Chapter 9 is by Sophia Aneziri, who writes about “World travellers: the associations of Artists of Dionysus”. According to her, poets and musicians, in any time and in any society, have their mobility determined by three factors: first, by the features of the society they are operating in, along with conditions of travel and communication; second, the existence of opportunities for performance that might attract performers, such as festivals and competitions; and third, she asserts that it is important to know if the poets work by themselves or are organized in professional groups and if they stay at home or are continuously travelling. In her paper, she explores these three factors in relation to the Artists of Dionysus operating in the Mediterranean world during the Hellenistic and imperial periods. The volume of travel was very great in these periods because of the explosion in festival culture, but the pattern of movement of the Artists was very different in the two periods. In Hellenistic times artists of many places organized themselves in regional associations, but in the imperial period these regional associations lose their importance and the Association of the Artists of Dionysus achieves the status of an empire-wide network.
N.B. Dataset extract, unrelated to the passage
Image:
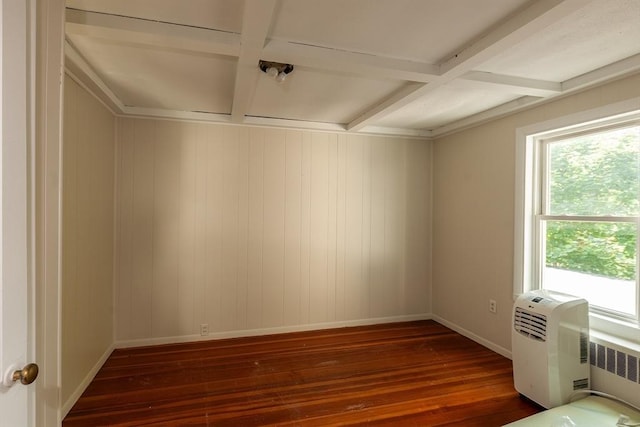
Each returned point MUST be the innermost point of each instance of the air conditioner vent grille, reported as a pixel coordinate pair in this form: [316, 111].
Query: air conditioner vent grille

Ian Rutherford is the author of chapter 10, “Aristodama and the Aetolians: an itinerant poetess and her agenda”. Born most likely in the third quarter of the third century BCE in Smyrna, the poetess Aristodama is known to us only because around 220 BCE she travelled to central Greece and was honored by two cities due to the skill she demonstrated when presenting her poems there. Rutherford analyses two decrees, one of the city of Lamia (218/217 BCE, IG IX 2, 62 = Guarducci 17), the other from the Lokrian city of Khalaion ( FD 3.2.145 = G17*). He also compares the case of Aristodama with those of other poetesses and performers and examines what the relationship between Aristodama and those cities might be. Rutherford defends the hypothesis that the Aetolians engaged Aristodama to write about Aetolia and to create a sort of pan-Aetolian poetic tradition, forging in this way a political community through song. This is another example of how poetry can work as a mechanism that creates a political and cultural identity.

In the last chapter, “Travelling memories in the Hellenistic world”, Angelos Chaniotis starts his paper by analysing a document in which is narrated the visit of three citizens of the city of Kytenion in Doris to the city of Xanthos. The visitors wanted financial aid to help reconstruct the walls of their city and, in order to get that, they used many strategies to show that there was a kinship between Kytenion and Xanthos. Chaniotis is concerned with the impact cultural mobility had on the shaping of memory in the Hellenistic world. He is more interested in the contribution of orators, historians and envoys than in that of poets.

In conclusion, I want to say that this is a wonderful book. It deals with a matter whose importance is still underestimated. The authors of the different papers enter into a dialogue with each other and write in a way that is certain to inspire new research. The texts are very well edited and I have found only a few insignificant typos. All in all, this is an amazing collection.

Notes

1.Martin, R. ‘Hesiod’s Metanastic Poetics’, Ramus 21: 11-33.